Sunday, October 31, 2004

Project Kickoff

Officially kicking off the project to create a site that provides a gateway to the latest news form Sri Lankan. I have been thinking of doing this for a long time. It was just a matter of getting it started. Getting the ball rolling. It is modeled after news.google.com, except it's only for Sri Lankan news. Searching for Sri Lankan on news.google.com does not seam to provide enough articles on Sri Lanka. I believe that this is because Google does not crawl most of the Sri Lankan news sites, which are small and has low traffic. My objective is to bring all these sites together.

Similar to news.google.com, I want to provide many sources for the same news event through clustering techniques. This will be a bit challenging since there aren't too many online news sources on Sri Lanka. www.infolanka.com/news and http://www.lankapage.com are sites that provide similar gateways, except they only provide a single source per news event. It also seems to be subjective.

This project is based on my CS678 final project. Which did the same thing except it covered all topics, not just Sri Lanka. It was a research project and hence only used a few popular online news sources such as www.cnn.com, www.bb.co.uk/news, etc.

Started out by modifying the web crawler from the CS678 final project to read articles about Sri Lanka from the following sites:

http://www.bbc.co.uk/sinhala
http://www.lankatruth.com/index.htm
http://www.slbc.lk
http://www.asiantribune.com


The crawler is written in Java and seams to be working fine. Trying to make the crawler gather links from only the starting search page. Attempting to implement this, but it is giving a weird error. I want to only gather links from the starting page because I only want to consider current events (less than 3 days old). I think this is a good way of doing this. Eventually I will have to add something to get the date from the news article itself.

Haven't worked on the Indexer for some time. It seams to be working fine the last time I checked it. But I am trying to get it in a stable condition where I can release the API.

This all started when I was doing my CS678 final project and couldn't find a document indexer in Java. So I ended up using the Lemur toolkit instead, which was written in C. I wanted all the components of my model to be in Java. So a few weeks back, I started to implement it on my own.

I even signed up on SourceForge.net so I could publicly distribute it. I figured there might be other people in my position. But need to get the Indexer in a good enough state to do that. Right now I am working on the process of storing the index once the documents have been parsed and then later accessing it. I am also concerned about the data structures I have used. I don't know how it scales for large document collections. That's one thing I haven't tested.

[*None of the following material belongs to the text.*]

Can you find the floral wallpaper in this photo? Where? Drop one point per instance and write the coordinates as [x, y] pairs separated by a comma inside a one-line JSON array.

Once I am able to successfully gather news articles form a few sites, I will use the indexer to index them. I will have to make sure that the indexer is pretty stable at that point. Then I will cluster the articles according to some distance function. I will most likely use agglomerative clustering with cosine similarity as my distance function.

Assuming that these provide satisfactory results, I will add more news articles from different news sources to the web crawler. The goal is that all works out fine and that I actually put the results of the system online so people can make use of it. I am not sure how that will work out. I guess I will need a server somewhere, which runs the system periodically and updates a website.

The goal is to build the site a little bit at a time each day!!! I do want to create a site with a lot of traffic. This would mean adding more features to the site such as categorized links on Sri Lanka, chat rooms, forums, advertising, classifieds, polls, etc. If I could create a site that a lot of people used, that would be really cool.